Une cave humide compromet le rangement, dégrade les biens et favorise moisissures et mérule. Avant d'agir, il est essentiel de comprendre l'origine de l'humidité et d'adapter la solution : ventilation, traitements des murs, drainage ou travaux structurels peuvent être nécessaires, seuls ou combinés.
diagnostic : mesurer et identifier les causes
Commencez par mesurer l'humidité relative et la température avec un hygromètre : en général, 30 % en hiver et jusqu'à 50–55 % en été sont des valeurs acceptables ; au-delà, le risque de moisissure augmente. La température idéale pour limiter le développement fongique est inférieure à 25 °C.
Trois origines principales expliquent l'humidité en cave : remontées capillaires depuis le sol, infiltrations ponctuelles (fuites, gouttières, canalisations) ou condensation liée à un manque de renouvellement d'air. Identifier la source permet de choisir l'intervention la plus pertinente.

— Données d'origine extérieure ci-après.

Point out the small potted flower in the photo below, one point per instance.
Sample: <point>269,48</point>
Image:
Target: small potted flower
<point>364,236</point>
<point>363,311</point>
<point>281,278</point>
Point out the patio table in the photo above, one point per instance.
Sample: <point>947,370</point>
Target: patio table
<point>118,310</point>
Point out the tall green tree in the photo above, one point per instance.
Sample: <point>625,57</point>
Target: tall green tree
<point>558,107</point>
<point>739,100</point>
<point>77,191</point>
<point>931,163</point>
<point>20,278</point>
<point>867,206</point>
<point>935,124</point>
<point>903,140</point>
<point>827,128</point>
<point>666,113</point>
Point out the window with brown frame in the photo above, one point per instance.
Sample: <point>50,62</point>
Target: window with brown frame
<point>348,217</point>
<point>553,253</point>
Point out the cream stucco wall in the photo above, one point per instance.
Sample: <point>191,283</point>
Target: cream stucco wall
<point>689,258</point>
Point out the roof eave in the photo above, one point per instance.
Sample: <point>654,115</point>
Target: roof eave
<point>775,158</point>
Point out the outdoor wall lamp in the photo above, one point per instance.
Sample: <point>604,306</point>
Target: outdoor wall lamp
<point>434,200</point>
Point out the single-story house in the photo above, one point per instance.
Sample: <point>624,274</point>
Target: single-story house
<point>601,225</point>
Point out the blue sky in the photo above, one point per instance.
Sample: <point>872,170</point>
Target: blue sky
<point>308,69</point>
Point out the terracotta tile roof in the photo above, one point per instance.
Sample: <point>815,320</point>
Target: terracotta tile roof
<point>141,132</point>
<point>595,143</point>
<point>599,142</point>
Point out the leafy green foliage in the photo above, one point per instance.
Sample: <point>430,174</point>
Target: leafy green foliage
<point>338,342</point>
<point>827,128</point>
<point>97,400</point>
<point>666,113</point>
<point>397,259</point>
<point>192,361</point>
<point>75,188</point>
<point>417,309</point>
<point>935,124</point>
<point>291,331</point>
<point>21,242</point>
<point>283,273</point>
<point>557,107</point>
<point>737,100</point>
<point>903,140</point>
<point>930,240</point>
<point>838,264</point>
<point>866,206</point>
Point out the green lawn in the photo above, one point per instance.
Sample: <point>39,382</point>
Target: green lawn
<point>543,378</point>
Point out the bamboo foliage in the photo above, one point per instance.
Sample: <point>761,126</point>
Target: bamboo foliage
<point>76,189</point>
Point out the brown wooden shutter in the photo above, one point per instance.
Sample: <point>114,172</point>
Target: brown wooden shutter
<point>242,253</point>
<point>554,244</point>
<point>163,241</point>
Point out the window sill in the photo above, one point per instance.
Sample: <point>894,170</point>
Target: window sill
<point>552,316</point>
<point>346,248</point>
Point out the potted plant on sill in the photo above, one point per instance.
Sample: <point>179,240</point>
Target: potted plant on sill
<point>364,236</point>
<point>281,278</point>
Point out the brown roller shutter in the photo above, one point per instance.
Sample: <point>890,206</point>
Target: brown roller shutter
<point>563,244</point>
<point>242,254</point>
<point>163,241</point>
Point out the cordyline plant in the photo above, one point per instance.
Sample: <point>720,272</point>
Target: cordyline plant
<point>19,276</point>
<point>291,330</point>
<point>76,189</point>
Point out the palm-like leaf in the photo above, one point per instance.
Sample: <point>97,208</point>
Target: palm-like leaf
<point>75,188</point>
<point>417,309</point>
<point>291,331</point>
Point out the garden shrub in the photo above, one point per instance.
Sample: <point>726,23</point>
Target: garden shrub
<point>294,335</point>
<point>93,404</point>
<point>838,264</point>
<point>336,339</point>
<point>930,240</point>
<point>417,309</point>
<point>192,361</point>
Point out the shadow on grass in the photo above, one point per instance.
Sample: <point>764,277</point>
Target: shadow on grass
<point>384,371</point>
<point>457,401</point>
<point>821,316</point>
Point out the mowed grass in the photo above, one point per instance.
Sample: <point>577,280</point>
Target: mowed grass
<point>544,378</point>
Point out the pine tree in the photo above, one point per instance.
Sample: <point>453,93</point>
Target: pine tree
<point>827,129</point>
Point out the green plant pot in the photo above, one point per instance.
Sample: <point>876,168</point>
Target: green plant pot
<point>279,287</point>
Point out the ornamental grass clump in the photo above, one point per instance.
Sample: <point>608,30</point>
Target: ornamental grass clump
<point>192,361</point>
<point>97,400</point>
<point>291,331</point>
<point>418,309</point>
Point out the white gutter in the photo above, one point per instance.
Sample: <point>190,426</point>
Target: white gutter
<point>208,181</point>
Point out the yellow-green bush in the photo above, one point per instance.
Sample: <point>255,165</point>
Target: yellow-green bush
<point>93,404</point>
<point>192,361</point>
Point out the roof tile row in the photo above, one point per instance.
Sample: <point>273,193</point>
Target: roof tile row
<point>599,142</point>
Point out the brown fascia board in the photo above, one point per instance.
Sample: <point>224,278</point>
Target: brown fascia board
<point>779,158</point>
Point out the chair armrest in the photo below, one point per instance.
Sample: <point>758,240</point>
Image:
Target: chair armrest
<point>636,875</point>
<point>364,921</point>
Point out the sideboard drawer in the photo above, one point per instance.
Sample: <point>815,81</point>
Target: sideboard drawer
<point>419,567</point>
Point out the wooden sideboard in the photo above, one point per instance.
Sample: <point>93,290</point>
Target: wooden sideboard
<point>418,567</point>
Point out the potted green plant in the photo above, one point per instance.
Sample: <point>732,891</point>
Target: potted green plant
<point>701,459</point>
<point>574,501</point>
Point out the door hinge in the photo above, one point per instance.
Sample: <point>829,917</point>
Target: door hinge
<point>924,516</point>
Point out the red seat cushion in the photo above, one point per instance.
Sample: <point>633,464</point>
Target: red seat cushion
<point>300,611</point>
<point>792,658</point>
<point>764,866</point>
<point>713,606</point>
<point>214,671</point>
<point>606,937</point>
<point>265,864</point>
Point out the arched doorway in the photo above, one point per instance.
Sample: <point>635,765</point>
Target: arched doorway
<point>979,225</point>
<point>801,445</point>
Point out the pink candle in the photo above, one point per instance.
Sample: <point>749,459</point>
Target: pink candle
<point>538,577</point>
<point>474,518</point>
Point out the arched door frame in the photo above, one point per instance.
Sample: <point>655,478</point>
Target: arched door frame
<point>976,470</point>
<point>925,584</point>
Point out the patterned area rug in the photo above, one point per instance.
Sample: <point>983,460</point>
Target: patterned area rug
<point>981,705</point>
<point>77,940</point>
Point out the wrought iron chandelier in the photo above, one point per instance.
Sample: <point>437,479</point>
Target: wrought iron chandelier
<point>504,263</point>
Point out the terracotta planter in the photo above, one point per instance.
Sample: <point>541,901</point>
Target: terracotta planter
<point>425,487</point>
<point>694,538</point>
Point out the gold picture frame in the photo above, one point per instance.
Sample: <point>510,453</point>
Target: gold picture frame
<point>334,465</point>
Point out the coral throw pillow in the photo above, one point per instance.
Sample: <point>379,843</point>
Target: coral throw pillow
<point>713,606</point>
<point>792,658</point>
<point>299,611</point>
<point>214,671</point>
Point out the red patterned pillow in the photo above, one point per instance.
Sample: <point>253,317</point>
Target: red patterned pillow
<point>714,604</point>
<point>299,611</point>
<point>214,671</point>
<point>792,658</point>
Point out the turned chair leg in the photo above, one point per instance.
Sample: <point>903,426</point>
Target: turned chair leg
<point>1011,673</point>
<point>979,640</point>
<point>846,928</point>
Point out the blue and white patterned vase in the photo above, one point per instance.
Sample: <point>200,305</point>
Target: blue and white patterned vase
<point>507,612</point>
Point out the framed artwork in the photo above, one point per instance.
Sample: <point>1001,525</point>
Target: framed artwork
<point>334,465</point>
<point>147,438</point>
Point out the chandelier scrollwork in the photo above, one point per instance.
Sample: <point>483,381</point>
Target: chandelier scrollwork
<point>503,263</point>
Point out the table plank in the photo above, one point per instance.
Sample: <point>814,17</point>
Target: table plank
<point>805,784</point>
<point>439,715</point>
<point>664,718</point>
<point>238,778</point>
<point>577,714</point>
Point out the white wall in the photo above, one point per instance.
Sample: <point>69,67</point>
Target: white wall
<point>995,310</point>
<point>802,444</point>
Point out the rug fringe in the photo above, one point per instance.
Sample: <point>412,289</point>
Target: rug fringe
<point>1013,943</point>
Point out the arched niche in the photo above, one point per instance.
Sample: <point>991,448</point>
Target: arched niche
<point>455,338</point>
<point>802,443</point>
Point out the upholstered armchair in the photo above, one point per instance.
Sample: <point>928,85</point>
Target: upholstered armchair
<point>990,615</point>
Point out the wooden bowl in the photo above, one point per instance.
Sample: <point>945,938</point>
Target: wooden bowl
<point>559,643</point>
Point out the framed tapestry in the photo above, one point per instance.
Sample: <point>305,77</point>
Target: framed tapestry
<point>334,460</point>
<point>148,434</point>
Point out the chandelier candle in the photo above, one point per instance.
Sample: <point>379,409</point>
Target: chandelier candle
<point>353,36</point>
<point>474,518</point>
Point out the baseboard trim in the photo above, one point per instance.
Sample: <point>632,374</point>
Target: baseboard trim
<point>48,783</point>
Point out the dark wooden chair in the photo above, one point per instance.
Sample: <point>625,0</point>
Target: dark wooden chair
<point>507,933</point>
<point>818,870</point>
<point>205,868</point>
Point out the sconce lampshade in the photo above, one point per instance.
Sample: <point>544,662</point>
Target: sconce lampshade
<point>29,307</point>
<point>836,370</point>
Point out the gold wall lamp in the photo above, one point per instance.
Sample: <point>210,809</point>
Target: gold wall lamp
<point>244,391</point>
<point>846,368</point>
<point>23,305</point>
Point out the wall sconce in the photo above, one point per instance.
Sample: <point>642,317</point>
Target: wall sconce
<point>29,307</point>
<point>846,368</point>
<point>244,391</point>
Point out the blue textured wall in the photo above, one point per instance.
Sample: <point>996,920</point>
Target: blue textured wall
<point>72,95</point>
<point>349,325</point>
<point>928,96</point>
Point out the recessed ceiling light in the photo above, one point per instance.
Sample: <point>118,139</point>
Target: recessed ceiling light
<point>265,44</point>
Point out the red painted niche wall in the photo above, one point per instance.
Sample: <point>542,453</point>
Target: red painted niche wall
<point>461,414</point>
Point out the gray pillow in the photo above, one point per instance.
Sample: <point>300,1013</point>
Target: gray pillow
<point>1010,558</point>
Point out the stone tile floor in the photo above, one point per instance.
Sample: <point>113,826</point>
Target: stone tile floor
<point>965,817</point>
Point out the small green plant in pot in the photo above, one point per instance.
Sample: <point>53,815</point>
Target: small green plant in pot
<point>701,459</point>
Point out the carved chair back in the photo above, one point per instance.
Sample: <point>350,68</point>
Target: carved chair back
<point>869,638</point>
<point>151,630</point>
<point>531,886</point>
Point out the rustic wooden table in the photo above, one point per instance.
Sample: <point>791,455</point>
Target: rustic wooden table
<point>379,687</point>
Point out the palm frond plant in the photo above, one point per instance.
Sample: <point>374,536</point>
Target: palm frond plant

Si le diagnostic est incertain, faites appel à un professionnel : un bilan technique évite des travaux inutiles et oriente vers la solution la plus durable.
aération et ventilation : solutions adaptées
Améliorer la circulation d'air est souvent la première étape. Lorsqu'il est possible, privilégiez d'abord des mesures simples et peu onéreuses avant d'envisager des installations mécaniques.
- favoriser l'aération naturelle : percer ou restaurer des entrées d'air sur murs opposés pour créer un balayage, ajouter des grilles sous la porte ou des soupiraux pour le tirage naturel ; l'emploi d'un déshumidificateur électrique peut renforcer l'efficacité en saison humide.
- opting pour la ventilation mécanique : un extracteur individuel avec détecteur d'humidité est économique et autonome ; pour des situations plus exigeantes, la VMC simple flux extrait l'air humide tandis que la VMC double flux renouvelle et filtre l'air en continu ; la VMI (ventilation mécanique insufflée) peut être adaptée pour contrôler température et hygrométrie, à surveiller pour éviter toute condensation non souhaitée.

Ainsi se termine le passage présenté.